I would never willfully use a C-style string over std::string, but just in case I'm asked this question:

is it bad practice to declare a C-style string without the const modifier? If so, why?

Lyontine answered 25/7, 2016 at 17:37 Comment(11)
BTW this is C not C++Instructor
When compiled the strings are usually located in a read-only memory segment on most modern architectures, just as many other constantsBonaparte
Please pick a language. The answers are different for each language.Guiscard
This question is appropriately tagged both C and C++, because it is about a difference between C and C++.Kleptomania
@Kleptomania Then it should ask that. No where in the Question does it ask why is it different from C. Might be implied but it should be explicit IMHO.Guiscard
@Guiscard To my mind it is so strongly implied that it does not need to be explicit -- or, to put it another way, I would consider it improper to answer this question without spelling out that this is a place where C and C++ are different.Kleptomania
@NathanOliver: actually, for this particular question, the answer is the same for both languages, though the term "C-style string" means many different things to different people. I for one would never call the OP's example a "C-style string", even in C.Edaedacious
That is a Issue. To me a c-string/c style string is a char[].Guiscard
Not a duplicate, but very related: #1704907Dashed
@zwol: Looks like a pure C++ question to me.Cilo
more like char* cool = "not cool"; :-)Dracaena
M
62

Yes, this declaration is bad practice, because it allows many ways of accidentally provoking Undefined Behavior by writing to a string literal, including:

cool[0] = 'k';
strcpy(cool, "oops");

On the other hand, this is perfectly fine, since it allocates a non-const array of chars:

char cool[] = "cool";
Mer answered 25/7, 2016 at 17:40 Comment(8)
Indeed, the latter (ok) case is what most people mean by the term "C-style string", which is admittedly ambiguous.Edaedacious
@ChrisDodd I'm not so sure about that. The only meaning I've ever seen for "C-style string" is "array of characters where zero marks the end", which applies equally to char *cool = "cool";, const char *cool = "cool";, char cool[] = "cool"; and const char cool[] = "cool";, and doesn't to all of char cool = "cool\0";, where only the first five of the six characters form a C-style string. I'm not able to find a different definition even with the help of Google.Corliss
how is char cool[] = "cool"; different from char* cool = "cool";? I would have thought those were basically identical.Directly
The former creates an array and initialises it's elements using the string literal. The latter creates a pointer and sets it to point at the first character in the string literal. So it's safe to write in the former case but not in the latter case.Whoreson
@Whoreson maybe I'm being dumb, but in both cases don't you end up with *cool == 'c' and subsequent addresses containing subsequent characters until *(cool+4)=='\0'?Pater
Sure but that doesn't mean they are the same, it's all about what memory the string is in and therefore what constraints on access and lifetime apply. *cool = 'f' is safe with "char [] cool = "cool" but unsafe with "char * cool = "cool" return cool is safe with "char * cool = "cool" but unsafe with "char [] cool = "cool" (assuming cool is a local variable)Whoreson
@Liam, the actual reason is that when you do char* cool = "cool", you only take address of "cool" literal, which may have been allocated in a read-only section of memory and writing there may cause segmentation faults or undefined behavior(suppose the compiler was clever enough to use same literal for all occurences of "cool" in your code). When you do char[] cool = "cool", characters are stored in a read-write section of memory so writing is safe.Encamp
@Pater If you do char* c = "cool";, that makes c a pointer to a string constant. If you do char[] c = "cool";, that makes c an array variable. Constants cannot be modified, that's what makes them constants. In the former case, *c = 'f'; tries to modify part of the thing c points to, which is a constant. Bad. In the latter case, it modifies the contents of an array variable, which is fine.Mulcahy
K
17

Yes, in C++ you should always refer to string literals with variables of type const char * or const char [N]. This is also best practice when writing new C code.
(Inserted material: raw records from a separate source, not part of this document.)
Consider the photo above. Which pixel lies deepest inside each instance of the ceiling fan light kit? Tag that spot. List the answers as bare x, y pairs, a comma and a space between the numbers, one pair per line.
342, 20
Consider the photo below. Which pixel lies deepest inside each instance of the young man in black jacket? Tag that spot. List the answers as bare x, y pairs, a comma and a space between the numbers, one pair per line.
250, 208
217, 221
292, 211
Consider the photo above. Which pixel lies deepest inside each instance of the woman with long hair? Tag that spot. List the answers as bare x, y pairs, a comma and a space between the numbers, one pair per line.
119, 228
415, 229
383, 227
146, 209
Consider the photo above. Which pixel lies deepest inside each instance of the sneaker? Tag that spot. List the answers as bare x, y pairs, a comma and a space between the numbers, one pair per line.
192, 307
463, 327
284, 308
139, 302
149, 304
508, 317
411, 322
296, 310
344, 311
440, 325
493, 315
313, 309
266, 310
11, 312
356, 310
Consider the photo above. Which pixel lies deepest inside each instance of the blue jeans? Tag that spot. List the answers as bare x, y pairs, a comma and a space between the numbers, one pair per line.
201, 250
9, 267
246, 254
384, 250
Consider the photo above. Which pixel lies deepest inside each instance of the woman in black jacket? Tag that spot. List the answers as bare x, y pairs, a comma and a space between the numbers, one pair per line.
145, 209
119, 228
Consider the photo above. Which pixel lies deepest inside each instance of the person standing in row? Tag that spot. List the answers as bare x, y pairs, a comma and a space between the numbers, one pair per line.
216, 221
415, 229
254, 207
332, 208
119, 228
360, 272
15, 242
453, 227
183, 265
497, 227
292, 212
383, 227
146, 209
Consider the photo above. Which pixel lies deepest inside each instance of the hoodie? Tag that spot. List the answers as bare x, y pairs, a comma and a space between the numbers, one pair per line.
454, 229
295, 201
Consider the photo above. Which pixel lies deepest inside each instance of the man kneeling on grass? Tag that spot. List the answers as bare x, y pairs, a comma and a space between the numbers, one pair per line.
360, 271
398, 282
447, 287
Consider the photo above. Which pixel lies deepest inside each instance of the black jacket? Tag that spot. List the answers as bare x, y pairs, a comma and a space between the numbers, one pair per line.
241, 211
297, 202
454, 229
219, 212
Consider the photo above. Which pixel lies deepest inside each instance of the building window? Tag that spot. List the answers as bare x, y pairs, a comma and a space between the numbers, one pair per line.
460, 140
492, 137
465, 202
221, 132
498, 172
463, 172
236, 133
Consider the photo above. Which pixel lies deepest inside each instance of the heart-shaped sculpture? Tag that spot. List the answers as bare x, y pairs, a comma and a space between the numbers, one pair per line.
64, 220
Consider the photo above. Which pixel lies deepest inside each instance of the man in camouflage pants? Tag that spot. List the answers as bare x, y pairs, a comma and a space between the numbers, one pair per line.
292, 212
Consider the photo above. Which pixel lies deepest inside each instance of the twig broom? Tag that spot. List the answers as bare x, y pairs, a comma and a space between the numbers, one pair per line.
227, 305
String literals are stored in read-only memory, when this is possible; their type is properly const-qualified. C, but not C++, includes a backward compatibility wart where the compiler gives them the type char [N] even though they are stored in read-only memory. This is because string literals are older than the const qualifier. const was invented in the run-up to what's now called "C89" -- the earlier "K&R" form of the language did not have it.

Some C compilers include an optional mode in which the backward compatibility wart is disabled, and char *foo = "..."; will get you the same or a similar diagnostic that it does in C++. GCC spells this mode -Wwrite-strings. I highly recommend it for new code; however, turning it on for old code is liable to require an enormous amount of scutwork for very little benefit.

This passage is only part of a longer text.